Job expressed hope of seeing God: “I know that my Redeemer lives, and at the last he will stand upon the earth. And after my skin has been thus destroyed, yet in my flesh I shall see God, whom I shall see for myself, and my eyes shall behold, and not another” (Job 19:25-27). Job is a poetic book, and it’s difficult to know precisely what Job meant. However, Job shall see Jesus as he descends from heaven. All the dead shall be raised (Jn 5:28-29), and every single eyeball from every single person who has ever lived will see Jesus in glory. Jesus will have a Manifest Coming.
Jesus’s Coming is a Mournful Coming.
“All tribes of the earth will wail on account of him” (Rev 1:7). Jesus isn’t coming for a social visit. Jesus is coming to judge the world. “[H]e will sit on his glorious throne,” and all nations will be gathered before him, “and he will separate people one from another as a shepherd separates the sheep from the goats” (Matt 25:31-32). To those on his left, Jesus will say, “Depart from me, you cursed, into the eternal fire prepared for the devil and his angels” (Matt 25:41), and “these will go away into eternal punishment” (Matt 25:46).

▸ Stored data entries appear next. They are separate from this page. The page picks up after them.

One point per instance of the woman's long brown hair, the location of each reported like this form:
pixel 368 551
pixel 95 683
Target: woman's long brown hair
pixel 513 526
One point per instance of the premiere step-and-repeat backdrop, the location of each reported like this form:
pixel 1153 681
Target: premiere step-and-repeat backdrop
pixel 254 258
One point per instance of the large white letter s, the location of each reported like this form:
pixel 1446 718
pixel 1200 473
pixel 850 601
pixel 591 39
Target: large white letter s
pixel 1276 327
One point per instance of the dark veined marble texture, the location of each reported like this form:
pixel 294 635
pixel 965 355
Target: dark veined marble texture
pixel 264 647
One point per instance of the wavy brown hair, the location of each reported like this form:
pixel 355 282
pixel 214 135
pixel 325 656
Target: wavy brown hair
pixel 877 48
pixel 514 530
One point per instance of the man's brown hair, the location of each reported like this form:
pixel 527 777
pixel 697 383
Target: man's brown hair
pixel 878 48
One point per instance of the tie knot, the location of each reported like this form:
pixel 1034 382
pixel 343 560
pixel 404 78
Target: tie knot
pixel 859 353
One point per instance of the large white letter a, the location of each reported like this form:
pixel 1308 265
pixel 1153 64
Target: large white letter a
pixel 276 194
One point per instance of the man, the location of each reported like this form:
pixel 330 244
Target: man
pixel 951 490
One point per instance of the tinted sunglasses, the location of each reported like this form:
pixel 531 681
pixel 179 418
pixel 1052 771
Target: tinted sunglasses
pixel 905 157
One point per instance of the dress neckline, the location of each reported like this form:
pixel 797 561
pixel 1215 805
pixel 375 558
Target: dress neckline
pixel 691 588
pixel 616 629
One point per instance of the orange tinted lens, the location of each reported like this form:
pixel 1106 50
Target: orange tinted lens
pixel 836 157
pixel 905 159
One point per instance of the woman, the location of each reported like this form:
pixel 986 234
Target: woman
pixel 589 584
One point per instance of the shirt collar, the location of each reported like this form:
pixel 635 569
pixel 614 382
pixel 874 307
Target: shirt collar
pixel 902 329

“The Lord Jesus [will be] revealed from heaven with his mighty angels in flaming fire, inflicting vengeance on those who do not know God and on those who do not obey the gospel of our Lord Jesus. They will suffer the punishment of eternal destruction” (2 Thess 1:7-9). As John gazed into an eternal hell, he recorded, “The smoke of their torment goes up forever and ever, and they have no rest, day or night” (Rev 14:11).
Is it any wonder that the tribes of earth will wail when they see Jesus in the clouds? And, there will not just be wailing when Jesus comes again. That wailing shall continue for all eternity: “In that place there will be weeping and gnashing of teeth” (Matt 13:42). Jesus’s coming shall be a Mournful Coming, for so many will be lost on that day.
Conclusion
“Jesus is coming again.” But I have no idea when: “Concerning that day and hour no one knows, not even the angels of heaven, nor the Son, but the Father only. Therefore you . . . must be ready, for the Son of Man is coming at an hour you do not expect” (Matt 24:36, 44). The Son of Man could come this very day. Would you be ready?
This sermon was originally preached by Dr. Justin Imel, Sr., at Church of Christ Deer Park in Deer Park, Texas.